Ernest Mag Prince Tasse TurckheimDifficile, l'accueil des migrants ? La petite musique entendue dans les médias et chez nombre de politiques est battue en brèche par le livre - superbe - d'Emilie de Turckheim "Le prince à la petite tasse", paru chez Calmann-Lévy. Ce récit sous forme de journal raconte l'accueil d'un jeune afghan chez elle, sous son toit, pendant un an. Une démarche qui peut sembler périlleuse et qui s'avère finalement, en plus d'être humaniste, enrichissante et joyeuse pour sa propre famille. Emilie de Turckheim : "dans les médias, les migrants sont définis uniquement par leur tragédie, il s'agissait ici de  montrer l'absolue singularité de chacun d'entre eux". Elle a donc voulu "extraire l'un d'entre eux pour lui redonner une existence propre". Ce journal dure un an. Il retrace la vie de ce migrant qu'elle accueille, son intégration en France, leurs discussions, leurs interactions. Elle raconte l'expérience de la proximité avec cet étranger sous son toit - " avoir quelqu'un de nu dans la douche juste dans la pièce à côté, qu'on ne connaît pas"-  « étranger » car il n'est pas de sa famille, mais d'une commune humanité.  Son livre abolit une distance entre « eux » et « nous ». "Vivre avec lui au quotidien, cela permet de se rendre compte que cette question des persécutions, de la guerre ne créé pas de mur de séparation. On pourrait se dire, ils ont vécu des choses si violentes qu'ils sont trop loin de nous. En réalité, il y a des éléments, comme les jeux de l'enfance, par exemple, qui sont des bases communes, des expériences communes, et qui, du coup, permettent des discussions communes."

Que sont les livres pour ceux qui n'en n'ont pas ?

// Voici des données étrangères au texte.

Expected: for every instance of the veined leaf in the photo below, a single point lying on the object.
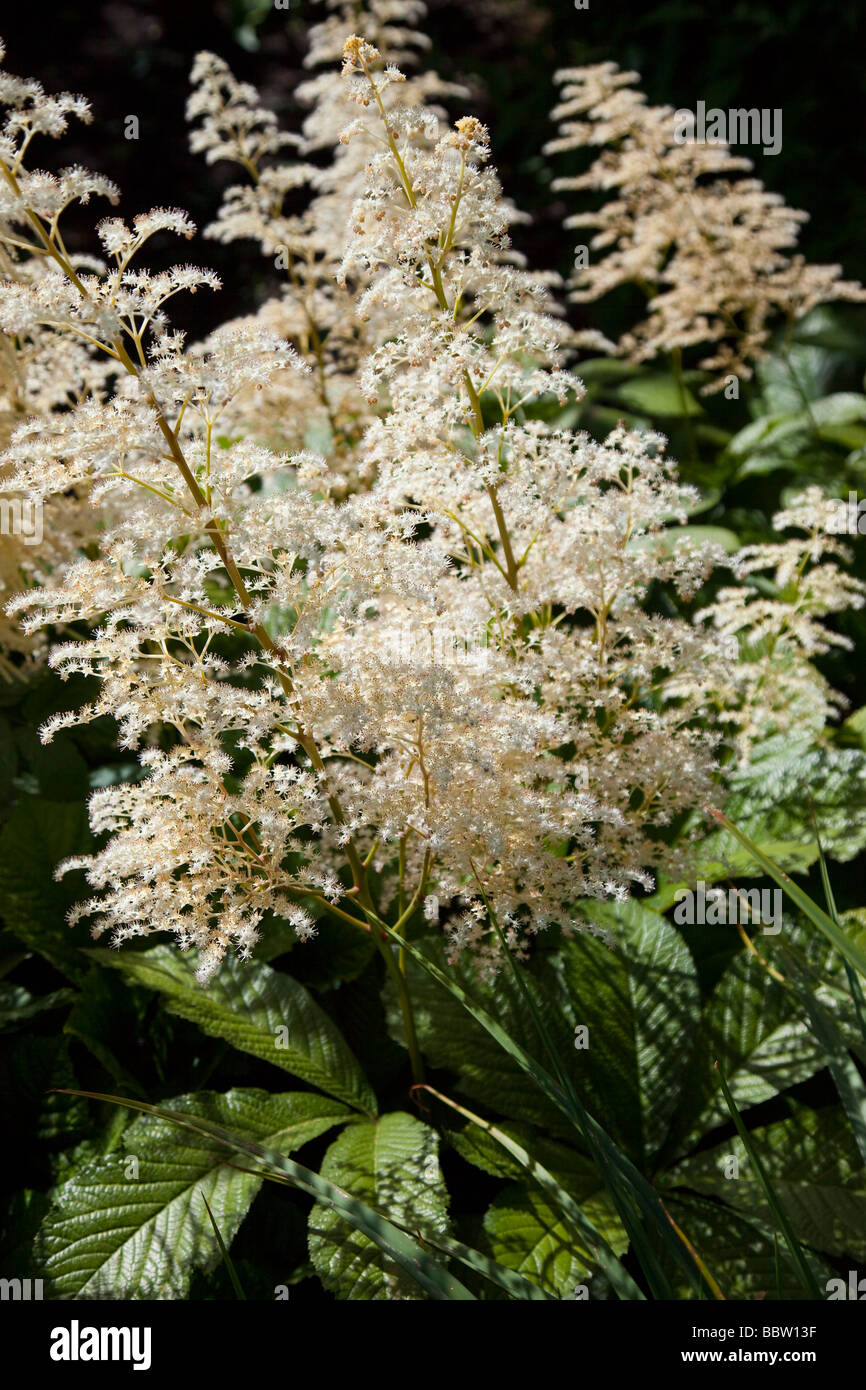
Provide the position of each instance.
(257, 1011)
(815, 1168)
(392, 1165)
(406, 1251)
(132, 1225)
(756, 1032)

La question de l'écriture et de la langue est présente tout au long du livre comme une mise en abîme, au travers de questionnements sur des traductions de mots, entre le dialecte afghan et le français, au travers des interrogations du jeune afghan sur le travail  d’Émilie de Turckheim : celui d'écrire de la poésie. L'auteure entrecoupe d'ailleurs son récit de plusieurs de ses poèmes. Le jeune afghan lui offre une sorte de penderie – destiné initialement à des vêtements, trouvé dans la rue, pour qu'elle puisse ranger ses livres, un geste qui la fait sourire et qui l'émeut aussi. "Le fait qu'il me pose la question des livres a eu un impact sur ce texte", explique l'auteure. "Que peuvent être les livres pour ceux qui n'en n'ont pas ? Ce livre, c'est aussi l'histoire de ce qu'est écrire". Et c'est bien cette écriture qui permet d'avoir accès à une autre réalité : "on n'a pas une résistance infinie aux info violentes et fausses dont on est abreuvées, qui présentent les étrangers comme une menace, alors c'est important de pouvoir être plongé dans une histoire qui donne à voir autre chose". Et lorsqu'elle rencontre des lectrices et ses lecteurs, Émilie de Turckeim constate : "l'image médiatique de 60 millions de Français égoïstes qui ne voudraient pas accueillir de migrants est fausse : j'ai reçu un grand nombre de message de gens dans des petits villages qui me racontaient comment eux aussi ont accueilli des migrants. Il y a énormément de gens s'investissent, je n'avais pas réalisé à quel point."